Image Source: Zacks Investment Research
RingCentral, Inc. (RNG): Belmont, CA-based RingCentral provides software-as-a-service solutions that enable North American businesses to communicate, collaborate and connect. The company offers business cloud communications and contact center solutions. It caters to a enterprises, SMBs, professionals and others across a broad range of industries including financial services, education, healthcare, legal services, real estate, retail, technology, insurance, construction, hospitality, and state and local government.
RingCentral is growing on the back of a several megatrends, including the pandemic-induced shift to hybrid work, the increasing adoption of mobility solutions by businesses and the increasingly distributed workforces, all of which are leading to the increased need for unified communications and contact center solutions. When these are cloud-enabled, the whole thing is better integrated, more secure, more efficient and cost efficient. With an ecosystem of over 75,000 developers, over 150 pre-built telephony apps and over 330 pre-built apps as unified communications and contact center solutions, it is no surprise that Gartner has RingCentral in the leadership quadrant of its latest report. The company is already generating a recurring revenue run rate of $2 billion and looks set to easily eclipse that next year.
All this doesn’t of course doesn’t mean that the company is not seeing the economic slowdown and labor cost inflation that the rest of the market is seeing. Management has been rationalizing the workforce to align it with the changing market scenario. But it doesn’t take away from the fact that this is a rapidly expanding market the world over with a very low (single-digit) penetration rate, according to Synergy Research. Additionally, Synergy estimates that RingCentral is the leader in UCaaS with over 20% market share based on paid seats, which is double the second and third place vendors. So, there is tremendous scope for growth.

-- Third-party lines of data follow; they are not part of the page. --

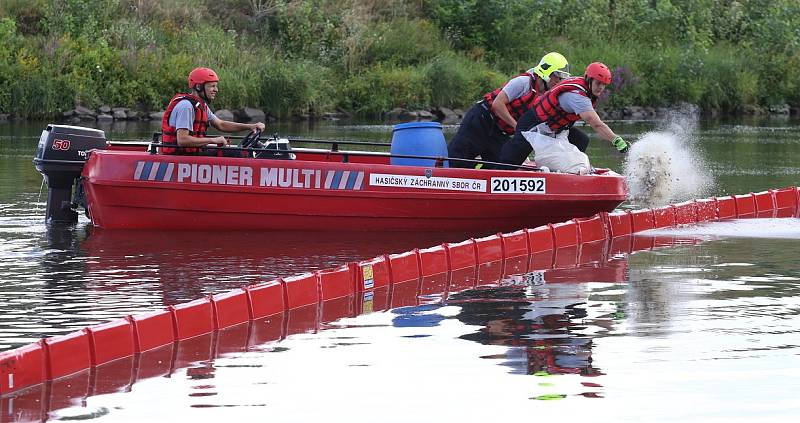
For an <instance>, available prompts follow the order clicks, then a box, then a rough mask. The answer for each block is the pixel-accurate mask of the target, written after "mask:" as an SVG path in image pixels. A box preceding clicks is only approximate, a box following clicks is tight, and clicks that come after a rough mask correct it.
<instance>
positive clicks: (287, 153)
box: [256, 137, 296, 160]
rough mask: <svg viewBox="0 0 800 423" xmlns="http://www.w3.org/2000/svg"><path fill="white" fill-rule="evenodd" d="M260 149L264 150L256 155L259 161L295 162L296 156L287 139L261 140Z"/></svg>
mask: <svg viewBox="0 0 800 423" xmlns="http://www.w3.org/2000/svg"><path fill="white" fill-rule="evenodd" d="M259 144H260V145H259V147H260V148H263V150H262V151H259V152H258V153H257V154H256V158H257V159H278V160H294V159H295V158H296V156H295V154H294V153H292V152H291V151H292V147H291V146H290V145H289V140H288V139H286V138H278V137H272V138H268V139H265V140H261V142H260V143H259Z"/></svg>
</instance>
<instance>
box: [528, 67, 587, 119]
mask: <svg viewBox="0 0 800 423" xmlns="http://www.w3.org/2000/svg"><path fill="white" fill-rule="evenodd" d="M566 92H574V93H577V94H580V95H582V96H584V97H588V98H589V99H590V100H591V101H592V107H594V106H595V104H596V103H597V97H595V96H594V95H592V94H591V88H590V87H589V86H588V84H587V83H586V81H585V80H584V79H583V77H574V78H567V79H565V80H563V81H561V82H559V83H558V85H556V86H555V87H553V88H551V89H550V90H548V91H546V92H544V93H543V94H542V95H541V96H539V97H538V98H537V99H536V101H535V102H534V104H533V108H534V110H535V111H536V115H537V116H538V117H539V121H540V122H547V126H549V127H550V129H552V130H553V132H555V133H559V132H561V131H563V130H565V129H569V128H570V127H572V125H573V124H574V123H575V122H577V121H579V120H581V117H580V116H579V115H577V114H575V113H568V112H566V111H564V109H562V108H561V106H560V105H559V104H558V96H559V95H561V94H563V93H566Z"/></svg>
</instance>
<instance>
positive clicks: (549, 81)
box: [531, 52, 570, 82]
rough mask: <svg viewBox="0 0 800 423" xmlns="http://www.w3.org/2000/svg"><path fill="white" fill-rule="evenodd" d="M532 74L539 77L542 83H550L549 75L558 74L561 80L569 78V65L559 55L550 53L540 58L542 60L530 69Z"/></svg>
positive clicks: (563, 56) (563, 59) (567, 62)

Shares of this Zacks Rank #2 company are down 83.5% over the past year. Its 2022 estimate is up 4 cents (2.1%) in the last 60 days. The 2023 estimate is up 28 cents (11.2%) during the same time period.
Price and Consensus: RNG

Image Source: Zacks Investment Research
VeriSign, Inc. (VRSN): Reston, Va-based VeriSign provides Internet infrastructure services, including primarily domain name registry services and also infrastructure assurance services.
Verisign is benefiting from price increases of up to 7% pursuant to the Third Amendment to the .com Registry Agreement with ICANN and up to 10% in the .net registrations. The steady nature of the business that is tied to digital transformation leads to relatively steady cash flows. However, like every other company, rising costs, the broader economic slowdown and weaker business in China are also weighing on it. Competition from Google’s free public domain name service is also a concern.
Shares of this Zacks Rank #2 company have dropped 19.1% over the past year. The Zacks Consensus Estimate for the 2022 EPS is up a penny while that for the 2023 EPS is unchanged in the last 60 days.